On a country back road near Penobsquis, an experiment is underway that its supporters hope will point the way to a market-driven, low-carbon economic boom for New Brunswick.
A non-profit organization called Community Forests International bought more than 285 hectares of forest from a private landowner and is now harvesting it using low-impact, sustainable methods.
Since 2012, CFI has sold $300,000 in carbon credits from the land to customers and has used the sales revenue to finance its work.
“We’ve offset an awful lot of carbon, held it up in this forest and prevented it from going into the climate and contributing to climate change,” Dale Prest, the non-profit’s ecosystem services specialist, said during a recent wintry walk through the woodlot.
Carbon credits sold to variety of buyers
The carbon credits are being sold to a variety of buyers, including Dialog Design, a Toronto-based architecture and design company with 600 employees that creates green buildings.
“It was part of what we cared about and it was part of our reputation,” said founding principal Craig Applegath.
The company had reduced its own emissions as much as possible but couldn’t realistically get to zero, Applegath explained.
“We said, ‘OK, even if we’re doing things that reduce that, what do we do with the balance of that?’ We said, ‘we have to find a way to offset it.'”
Applegath read a story in the Globe and Mail about CFI’s work in Tanzania and contacted the organization.
“We wanted the best way to do it,” he said. “At the same time, we did want to keep the money inside Canada and benefit communities in Canada.”

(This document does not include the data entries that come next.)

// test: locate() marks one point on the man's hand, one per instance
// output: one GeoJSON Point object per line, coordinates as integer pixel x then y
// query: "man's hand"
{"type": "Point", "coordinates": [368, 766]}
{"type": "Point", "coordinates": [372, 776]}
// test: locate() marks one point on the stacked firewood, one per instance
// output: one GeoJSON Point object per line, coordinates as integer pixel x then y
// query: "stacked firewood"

Prest said Dialog Design told CFI that “if we would manage our forest in such a way that would store more carbon than it would otherwise, they would pay us to do it on their behalf. And that’s exactly what we’ve done.”

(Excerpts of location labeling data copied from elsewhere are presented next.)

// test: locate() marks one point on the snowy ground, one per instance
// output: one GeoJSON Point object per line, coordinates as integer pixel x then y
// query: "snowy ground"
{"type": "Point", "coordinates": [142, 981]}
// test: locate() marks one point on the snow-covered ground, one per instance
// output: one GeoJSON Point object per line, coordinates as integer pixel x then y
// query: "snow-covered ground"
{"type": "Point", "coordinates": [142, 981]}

Dialog’s initial commitment to buy five years of carbon credits helped kickstart the project and the equivalent emissions reductions has been 17,000 tonnes. The average Canadian produces 20 tonnes per year so the amount is significant, Prest said.
Project helps with sustainable forestry
One example of CFI’s approach came last year when it hired a local contractor to do some thinning on the woodlot.

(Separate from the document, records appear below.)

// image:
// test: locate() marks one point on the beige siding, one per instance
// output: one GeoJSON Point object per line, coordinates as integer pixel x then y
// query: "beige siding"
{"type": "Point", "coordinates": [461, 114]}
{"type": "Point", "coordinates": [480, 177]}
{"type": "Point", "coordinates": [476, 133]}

Because the market price for wood is low, Prest said, “it really drives a lot of forestry contractors … to cut as much wood as they can, at as low a cost as they can, as quickly as they can.”
But thanks to the revenue from carbon credit sales, “we were able to pay him extra, pay him a little bit more to do a particularly careful job.”
Rather than clear-cut the land, the contractor harvested about 25 to 30 per cent of the trees.
“We made less than if we’d just flattened it, but we were able to take it because we’re selling another product here, and that is carbon credits,” Prest said.
At the same time, the younger trees on the lot will continue to grow, making them more valuable for carbon-storage until they are cut years down the road.
And the wood that was cut generated local jobs, both through the contractor and the local mill that bought the wood.
“The value on the dollar was really significant,” Applegath said.
“There was an ecological value, which is what we were trying to do, but it came along with this really smart, social community value as well.”
Dialog Design looked at a lot of other carbon-credit vendors but found some of them “scammy,” Applegath said. “I think [CFI] is the smartest one in the world, actually, in terms of what it’s doing and how it’s doing it,” he said.
Project could help with N.B.’s climate change plan
The lot is a pilot project, but Prest says it could easily be increased in scale as part of New Brunswick’s climate change action plan.
The Gallant government is now looking at whether to adopt a carbon tax or a cap-and-trade system as a way of putting a price on carbon that would deter higher emissions.
While a carbon tax is simpler to administer, it would likely be more noticeable — and unpopular — among New Brunswickers.
But Prest said New Brunswick could join the carbon trading system already established by Ontario and Quebec. California is part of the same market.
Those jurisdictions, with large populations and large industrial bases, will have a harder time lowering emissions.
But “we have the opposite situation here in New Brunswick. We could actually be exporting our carbon capture potential of our forests, exporting that as carbon credits into those other regions, and creating a whole new export industry from our most rural communities.”
It would also allow New Brunswick to skip some of the normal development and administrative costs associated with cap-and-trade programs, while adopting a less expensive way to reduce emissions, he said.